As I said, I welcome other answers.
Thanks
I have a program written for simple 2D collision detection and handling on my current billiards simulation, however it is rubbish am looking for a solution that involves proper physics, i.e. newtons laws of motion for coliisions. what I have so far, which does not conserverve momentum and simplifies physics is
def collide(ball1,ball2):
dx = ball1.x - ball2.x
dy = ball1.y - ball2.y
dist = (dx)**2+(dy)**2
if dist < (ball1.radius + ball2.radius)**2:
tangent = atan2(dy, dx)
angle = 0.5 * pi + tangent
angle1 = 2*tangent - ball1.angle
angle2 = 2*tangent - ball2.angle
speed1 = ball2.speed*e
speed2 = ball1.speed*e
(ball1.angle, ball1.speed) = (angle1, speed1)
(ball2.angle, ball2.speed) = (angle2, speed2)
ball1.x += sin(angle)
ball1.y -= cos(angle)
ball2.x -= sin(angle)
ball2.y += cos(angle)
and what i have to run the collisions is this, where the bounce() is for hitting against the wall
running = True
while running:
background()
for i,ball in enumerate(balls,1):
ball.bounce()
ball.move()
for ball2 in balls[i:]:
collide(ball,ball2)
ball.display()
pygame.display.flip()
i'm still pretty new to this so please change whatever is useless/stupid
I recall I did a simple billiard simulator a while back. As you mentioned this is for educational purposes I will spare you from the whole code (and I don't have to dig around for it too :) )
But basically, I kept track of how long time has elapsed since the last frame. I used this time to find out new positions of each ball given a speed vector of each ball. For collisions in a frame I had to figure out at which exact time two balls would collide, and then apply each collision at that exact time. Pseudo code would look something like:
while running:
frame_time_ms = time elapsed since last frame
collisions = all collisions that will happen during this frame, with the exact time of collision. (1)
while collisions:
collision = first collision in collisions
collision_time_ms = time of collision (1)
move all balls to collision_time_ms
collide the two balls in the collision (2)

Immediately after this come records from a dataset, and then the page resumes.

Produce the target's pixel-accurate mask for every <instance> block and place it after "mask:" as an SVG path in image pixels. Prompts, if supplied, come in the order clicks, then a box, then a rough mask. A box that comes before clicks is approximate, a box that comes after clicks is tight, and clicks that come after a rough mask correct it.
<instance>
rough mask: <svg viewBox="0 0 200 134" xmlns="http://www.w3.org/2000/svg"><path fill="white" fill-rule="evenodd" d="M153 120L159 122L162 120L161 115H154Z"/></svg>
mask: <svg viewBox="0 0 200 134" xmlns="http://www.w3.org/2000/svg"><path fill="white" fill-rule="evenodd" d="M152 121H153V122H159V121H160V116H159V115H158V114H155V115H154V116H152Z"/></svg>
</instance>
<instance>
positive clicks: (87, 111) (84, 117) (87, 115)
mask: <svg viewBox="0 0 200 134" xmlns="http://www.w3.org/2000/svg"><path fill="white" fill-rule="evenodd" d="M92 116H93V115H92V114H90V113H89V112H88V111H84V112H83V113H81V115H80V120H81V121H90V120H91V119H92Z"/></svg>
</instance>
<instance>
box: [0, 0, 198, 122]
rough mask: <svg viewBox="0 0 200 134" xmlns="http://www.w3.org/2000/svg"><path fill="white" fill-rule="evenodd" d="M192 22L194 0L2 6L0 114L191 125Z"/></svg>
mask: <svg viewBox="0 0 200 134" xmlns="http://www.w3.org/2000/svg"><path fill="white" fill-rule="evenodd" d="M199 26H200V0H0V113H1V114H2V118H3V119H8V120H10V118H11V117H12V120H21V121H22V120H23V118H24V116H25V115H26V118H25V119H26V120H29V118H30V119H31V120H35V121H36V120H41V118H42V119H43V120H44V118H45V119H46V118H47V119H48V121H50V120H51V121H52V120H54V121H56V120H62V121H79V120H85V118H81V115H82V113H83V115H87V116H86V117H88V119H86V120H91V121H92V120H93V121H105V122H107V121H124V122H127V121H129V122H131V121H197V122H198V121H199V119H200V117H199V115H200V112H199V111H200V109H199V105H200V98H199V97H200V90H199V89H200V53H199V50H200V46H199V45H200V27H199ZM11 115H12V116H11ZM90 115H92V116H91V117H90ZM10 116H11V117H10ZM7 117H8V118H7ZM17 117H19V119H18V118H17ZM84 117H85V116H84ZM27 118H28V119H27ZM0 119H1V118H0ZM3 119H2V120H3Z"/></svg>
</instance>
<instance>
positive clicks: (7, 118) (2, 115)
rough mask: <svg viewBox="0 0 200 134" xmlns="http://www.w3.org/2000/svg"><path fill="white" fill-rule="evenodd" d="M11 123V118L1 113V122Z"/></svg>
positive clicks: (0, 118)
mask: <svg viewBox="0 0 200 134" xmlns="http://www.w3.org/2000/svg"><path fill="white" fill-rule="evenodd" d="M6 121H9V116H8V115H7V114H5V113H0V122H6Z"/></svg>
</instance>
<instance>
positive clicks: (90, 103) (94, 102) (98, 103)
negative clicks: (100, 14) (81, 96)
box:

collisions = all remaining collisions after the time of collision (1)
move all balls to the end time of the frame
So, you will need to bring back your geometry and physics knowledge to find out the key formulas to:
Given the start and end position of two balls in a frame (or part of
a frame), do they collide, and at which point do they collide.
Remember to include the radius of the balls as well here. This will
give you the time of collision.
Given two balls at exact collision position, how will their new speed vectors look like afterwards. Some hints is to use elastic collisions, and experiment with how elastic it actually is:
http://en.wikipedia.org/wiki/Elastic_collision For bonus points you
could also include rotation of the balls :)
Good luck! =)
Circle on circle collision is simple. Take the center point co ordinance, subtract them to determine the distance between each circle.
Then, if the distance is greater than the sum of both circles radii, than they do not touch. If it is equal they are touching, if it's less they are overlapping.
Simply, if they are touching, have them repel each other. You can do this in a few ways. If you keep track of the directions they move in, have them move in the opposite direction.
As for walls, just use each wall with > < statements. So if the pos of a circle has x coordinates less than the west wall, than it has passed that wall. Again, just have them repel the walls.
Circle Collison is very simple if however you want to do other shapes it will be unbelievably difficult. Unless you just pit circles around those shapes or use pixel perfect collision (this is very high performance demand.)
If you want highly accurate collision of non circles, get a physics engine.